Charlotte Ella Rowan Eadie

 Charlotte was born 5:09pm May 7th, 7lbs 4oz.

 Mommy, meet Charlotte. Charlotte, meet Mommy.

 First bath!

 Luke & Charlotte.

 Simon & Helena & Charlotte.

Proud Dad & Charlotte. Amy & I are both so thankful for the health of our little girl, and the great care we received at the hospital. Thanks for all your prayers!

May 3, 2011

Snap Shots...

...from the last week or two. In a few days we should have some pictures of our newest & smallest addition to our family.

 Watering the snow - only in Prince George!  Simon looks a little perplexed. No, this isn't our house, it's someone down the street.

Gotta love our high performance / high maintenance Mazda MPV! Actually, it's a good little van, we just seem to have a lot of funny little problems. The transmission oil cooler started leaking all over our drive, off with the old, and on with a new generic oil cooler. 

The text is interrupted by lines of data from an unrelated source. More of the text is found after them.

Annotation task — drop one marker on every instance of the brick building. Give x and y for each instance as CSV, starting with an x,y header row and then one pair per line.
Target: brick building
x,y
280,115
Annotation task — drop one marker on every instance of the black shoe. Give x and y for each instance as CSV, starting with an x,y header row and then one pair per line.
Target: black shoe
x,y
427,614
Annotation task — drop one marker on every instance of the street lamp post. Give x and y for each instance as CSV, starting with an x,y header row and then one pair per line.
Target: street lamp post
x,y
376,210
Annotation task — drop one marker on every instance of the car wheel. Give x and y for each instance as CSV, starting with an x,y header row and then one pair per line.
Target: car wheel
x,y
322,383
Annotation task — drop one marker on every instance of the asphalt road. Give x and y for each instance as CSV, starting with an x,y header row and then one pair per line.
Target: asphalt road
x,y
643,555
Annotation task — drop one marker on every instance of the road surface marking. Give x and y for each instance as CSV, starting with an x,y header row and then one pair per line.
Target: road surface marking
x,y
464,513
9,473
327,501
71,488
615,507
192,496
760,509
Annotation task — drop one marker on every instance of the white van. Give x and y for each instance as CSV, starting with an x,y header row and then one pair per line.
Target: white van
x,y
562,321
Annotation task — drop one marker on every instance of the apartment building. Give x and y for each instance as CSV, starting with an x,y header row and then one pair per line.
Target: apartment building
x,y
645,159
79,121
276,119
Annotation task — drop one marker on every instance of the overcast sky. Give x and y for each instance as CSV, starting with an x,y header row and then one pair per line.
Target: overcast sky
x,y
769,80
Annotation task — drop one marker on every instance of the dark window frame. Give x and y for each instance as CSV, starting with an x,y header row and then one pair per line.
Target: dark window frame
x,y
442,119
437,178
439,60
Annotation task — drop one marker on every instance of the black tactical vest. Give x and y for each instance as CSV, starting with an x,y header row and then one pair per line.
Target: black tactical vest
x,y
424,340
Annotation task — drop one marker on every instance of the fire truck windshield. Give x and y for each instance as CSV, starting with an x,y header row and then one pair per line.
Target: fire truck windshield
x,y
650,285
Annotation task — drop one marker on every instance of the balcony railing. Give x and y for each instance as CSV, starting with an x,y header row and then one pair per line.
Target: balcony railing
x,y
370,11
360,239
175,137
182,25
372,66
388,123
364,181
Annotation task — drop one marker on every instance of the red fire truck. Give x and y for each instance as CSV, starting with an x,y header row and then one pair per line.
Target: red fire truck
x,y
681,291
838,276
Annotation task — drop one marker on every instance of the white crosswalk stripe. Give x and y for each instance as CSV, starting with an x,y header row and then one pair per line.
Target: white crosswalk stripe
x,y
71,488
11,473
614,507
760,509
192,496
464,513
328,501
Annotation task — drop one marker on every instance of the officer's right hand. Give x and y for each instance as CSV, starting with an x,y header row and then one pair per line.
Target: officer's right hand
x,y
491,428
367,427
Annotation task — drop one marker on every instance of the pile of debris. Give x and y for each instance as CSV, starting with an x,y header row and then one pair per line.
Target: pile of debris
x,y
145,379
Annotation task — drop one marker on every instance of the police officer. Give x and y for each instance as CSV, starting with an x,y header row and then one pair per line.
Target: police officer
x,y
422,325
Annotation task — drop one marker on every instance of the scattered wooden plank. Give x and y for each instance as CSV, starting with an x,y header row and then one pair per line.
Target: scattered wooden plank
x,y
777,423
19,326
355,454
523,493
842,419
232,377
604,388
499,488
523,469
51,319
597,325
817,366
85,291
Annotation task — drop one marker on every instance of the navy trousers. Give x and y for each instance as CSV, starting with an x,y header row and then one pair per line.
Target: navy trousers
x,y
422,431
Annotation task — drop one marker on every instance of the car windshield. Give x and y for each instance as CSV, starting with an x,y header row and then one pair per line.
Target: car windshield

 Building crates for shipping our belongings to Indonesia. We'll have two crates the size of the one shown (4x4x4 ft.), and then one more for my tool box. I must say, it's nice to actually get out to the garage and build something, and to see 'physical' progress in our prep work.

AHHHH! It's a red ant and it has big pinchers! I have a funny feeling Indonesia might have more menacing bugs than a red ants...And I'm sure the boys will learn to 'enjoy' them.

Helena sporting her pink run bike, pink shoes, pink helmet, & pink on her rain coat. If you ask what her favourite thing is, she'll reply - you guessed it: "Pink!"